🤖 AI Summary
This work addresses the challenge of flexibly adapting pretrained multi-robot policies to new tasks without fine-tuning or retraining, while avoiding catastrophic forgetting. The authors propose CLAE, a novel framework that formulates behavior steering as a closed-loop activation editing problem during inference. CLAE employs a sparse autoencoder to identify behavior-relevant latent variables and leverages a lightweight reinforcement learning policy to generate state-dependent affine transformations that dynamically modulate intermediate activations of the frozen policy.
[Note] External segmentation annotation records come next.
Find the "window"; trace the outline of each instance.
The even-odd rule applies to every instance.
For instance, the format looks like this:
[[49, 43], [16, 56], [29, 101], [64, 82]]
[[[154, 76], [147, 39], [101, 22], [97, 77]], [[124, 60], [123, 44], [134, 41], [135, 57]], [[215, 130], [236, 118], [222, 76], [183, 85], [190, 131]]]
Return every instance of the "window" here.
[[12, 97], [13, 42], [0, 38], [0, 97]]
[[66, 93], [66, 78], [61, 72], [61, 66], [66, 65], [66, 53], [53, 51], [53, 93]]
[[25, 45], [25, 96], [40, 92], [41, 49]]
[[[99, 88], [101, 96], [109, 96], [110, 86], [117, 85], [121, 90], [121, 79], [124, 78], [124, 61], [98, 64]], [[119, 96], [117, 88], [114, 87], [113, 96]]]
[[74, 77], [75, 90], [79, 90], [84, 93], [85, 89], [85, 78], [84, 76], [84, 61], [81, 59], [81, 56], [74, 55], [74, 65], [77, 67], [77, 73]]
Experiments demonstrate that CLAE enables online adaptation on both simulated and physical quadrotor platforms—achieving new capabilities such as individual speed adjustment, multi-agent formation maintenance, and surveillance avoidance—without altering the original policy weights, while preserving baseline navigation performance.
📝 Abstract
Real-world robots need to adapt their behavior beyond the envelope of their pre-trained policy. Policy finetuning or retraining are options, but they risk catastrophic forgetting, degrading the pretrained policy's base performance. To combat this, we introduce CLAE: Closed-Loop Affine Activation Editing, an inference-time framework for steering the behavior of a frozen policy by editing intermediate activations while keeping the base policy weights and downstream action head untouched. CLAE approaches behavior steering as a closed-loop problem whose outputs edit policy activations that adapt online to the robot state, environment, target behavior, and multi-robot context. It trains a sparse autoencoder over frozen-policy activations, selects behavior-relevant latent features via post-hoc probing, and learns a lightweight RL-based steering policy that applies state-dependent affine edits to selected latents during inference. We validate CLAE on a frozen multi-quadrotor navigation policy trained to perform a single task: navigating robots to a set of goal locations while avoiding obstacles. Through extensive simulations and physical tests, we show that while navigating to their goal positions, CLAE can 1. steer individual robot behavior by controlling each robot's velocity profile; 2. coordinate multirobot behavior by preserving a desired formation; and 3. produce entirely new behavior wherein robots are required to reduce their exposure to surveillance cameras in the environment.